Hervé était bien plus qu’un simple éditeur ; il était un visionnaire qui a su anticiper les évolutions du milieu. Ses acquis contribuent à bâtir les fondations d’une édition moderne. Les Éditions de La Martinière, maintenant intégrées dans le groupe Média-Participations, continuent de porter son empreinte. A travers leurs publications, cette maison poursuit sa quête de diversité et son engagement envers les auteurs, se reposant sur les principes que Hervé a défendus.

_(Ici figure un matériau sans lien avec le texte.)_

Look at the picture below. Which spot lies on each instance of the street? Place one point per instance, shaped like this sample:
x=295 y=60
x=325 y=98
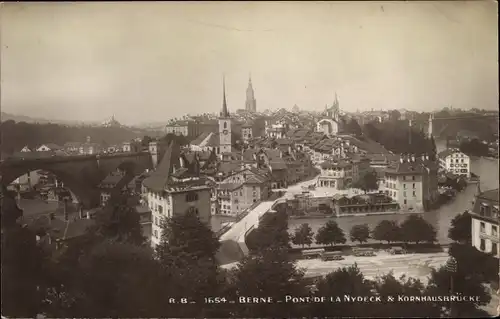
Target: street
x=412 y=265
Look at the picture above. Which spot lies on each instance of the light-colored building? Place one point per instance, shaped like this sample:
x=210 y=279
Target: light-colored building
x=251 y=102
x=412 y=182
x=225 y=126
x=174 y=188
x=485 y=222
x=335 y=174
x=48 y=147
x=239 y=191
x=454 y=161
x=187 y=128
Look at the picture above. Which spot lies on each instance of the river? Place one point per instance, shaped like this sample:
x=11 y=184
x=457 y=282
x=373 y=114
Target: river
x=486 y=168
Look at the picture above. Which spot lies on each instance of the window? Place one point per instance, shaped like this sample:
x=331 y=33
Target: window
x=193 y=210
x=191 y=197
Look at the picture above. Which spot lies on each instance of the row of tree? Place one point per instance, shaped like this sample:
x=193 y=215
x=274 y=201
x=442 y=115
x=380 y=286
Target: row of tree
x=111 y=272
x=15 y=136
x=474 y=148
x=414 y=229
x=397 y=137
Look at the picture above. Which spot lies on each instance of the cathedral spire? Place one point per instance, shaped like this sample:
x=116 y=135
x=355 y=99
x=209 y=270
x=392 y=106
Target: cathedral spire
x=224 y=112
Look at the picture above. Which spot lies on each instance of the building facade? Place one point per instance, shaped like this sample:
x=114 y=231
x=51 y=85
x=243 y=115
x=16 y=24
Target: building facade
x=454 y=161
x=335 y=174
x=330 y=123
x=250 y=103
x=412 y=182
x=174 y=188
x=225 y=123
x=485 y=222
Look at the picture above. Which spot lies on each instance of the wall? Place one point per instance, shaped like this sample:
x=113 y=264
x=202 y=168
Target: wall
x=487 y=235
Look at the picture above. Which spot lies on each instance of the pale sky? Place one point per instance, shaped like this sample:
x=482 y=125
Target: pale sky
x=148 y=62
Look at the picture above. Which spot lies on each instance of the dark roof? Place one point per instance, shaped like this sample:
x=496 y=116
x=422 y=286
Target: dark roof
x=491 y=195
x=52 y=146
x=230 y=186
x=160 y=178
x=278 y=165
x=447 y=152
x=415 y=168
x=200 y=138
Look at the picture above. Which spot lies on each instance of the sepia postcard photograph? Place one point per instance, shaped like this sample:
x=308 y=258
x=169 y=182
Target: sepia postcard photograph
x=249 y=159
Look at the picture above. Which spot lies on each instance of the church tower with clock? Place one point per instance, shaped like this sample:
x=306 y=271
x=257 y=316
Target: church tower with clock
x=224 y=124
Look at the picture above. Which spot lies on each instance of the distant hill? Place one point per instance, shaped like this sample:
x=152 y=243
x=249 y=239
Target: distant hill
x=23 y=118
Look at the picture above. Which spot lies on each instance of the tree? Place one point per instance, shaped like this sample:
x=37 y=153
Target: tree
x=272 y=232
x=416 y=229
x=23 y=264
x=461 y=228
x=186 y=253
x=367 y=182
x=354 y=128
x=110 y=279
x=395 y=115
x=463 y=283
x=472 y=261
x=119 y=221
x=330 y=234
x=303 y=235
x=360 y=233
x=344 y=281
x=433 y=147
x=146 y=140
x=271 y=274
x=387 y=230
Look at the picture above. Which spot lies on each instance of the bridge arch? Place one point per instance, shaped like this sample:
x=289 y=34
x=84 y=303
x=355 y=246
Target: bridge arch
x=81 y=190
x=328 y=126
x=80 y=174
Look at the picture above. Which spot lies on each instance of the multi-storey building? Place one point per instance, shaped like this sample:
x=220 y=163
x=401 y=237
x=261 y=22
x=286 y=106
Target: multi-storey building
x=188 y=128
x=174 y=188
x=239 y=191
x=412 y=182
x=251 y=102
x=335 y=174
x=454 y=161
x=485 y=222
x=225 y=125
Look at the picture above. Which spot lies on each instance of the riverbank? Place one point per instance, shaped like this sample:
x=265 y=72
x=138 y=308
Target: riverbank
x=312 y=216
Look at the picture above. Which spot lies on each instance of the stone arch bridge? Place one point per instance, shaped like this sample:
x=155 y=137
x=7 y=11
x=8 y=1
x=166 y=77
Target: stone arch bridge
x=441 y=127
x=80 y=173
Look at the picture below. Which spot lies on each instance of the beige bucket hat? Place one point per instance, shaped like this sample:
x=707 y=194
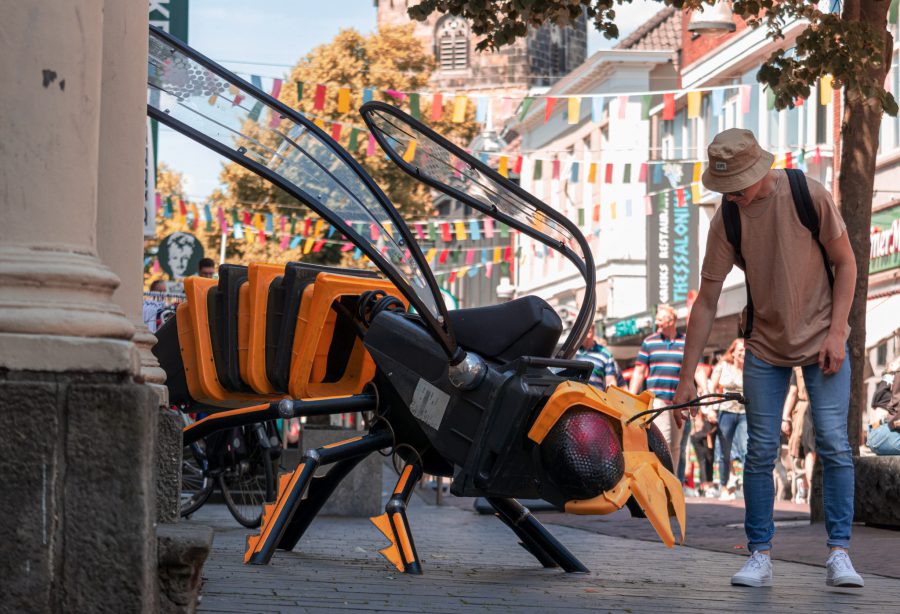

Un héritage qui perdure dans le monde littéraire
Son engagement pour la littérature et la culture continuera d’inspirer les nouvelles générations d’éditeurs et d’écrivains. Les succès passés, tels que La Terre vue du ciel, témoignent de l’impact qu’un individu peut avoir sur son domaine. Hervé de La Martinière a non seulement contribué à redéfinir les normes de l’édition, mais aussi à promouvoir une vision moderne et accessible de la culture littéraire.
Un modèle pour les futurs éditeurs
En rendant hommage à Hervé de La Martinière, il est essentiel de considérer les valeurs qu’il a défendues tout au long de sa carrière. La passion pour la lecture, le respect pour les auteurs, et l’aspiration à rendre la culture accessible à tous sont autant de principes qui devraient guider tout éditeur. Les défis auxquels il a fait face, notamment les évolutions numériques de l’industrie, doivent également servir d’exemple pour les futurs acteurs de l’édition.
Il est indéniable qu’Hervé de La Martinière a façonné le paysage de l’édition française. Ses initiatives audacieuses ont ouvert des portes pour des talents variés, et son modèle entrepreneurial continuera à inspirer les éditions comme Flammarion, Grasset, Actes Sud, et bien d’autres. En se remémorant sa carrière, on peut tirer des leçons précieuses sur le courage, l’engagement et la vision nécessaires pour réussir dans un environnement en constante évolution.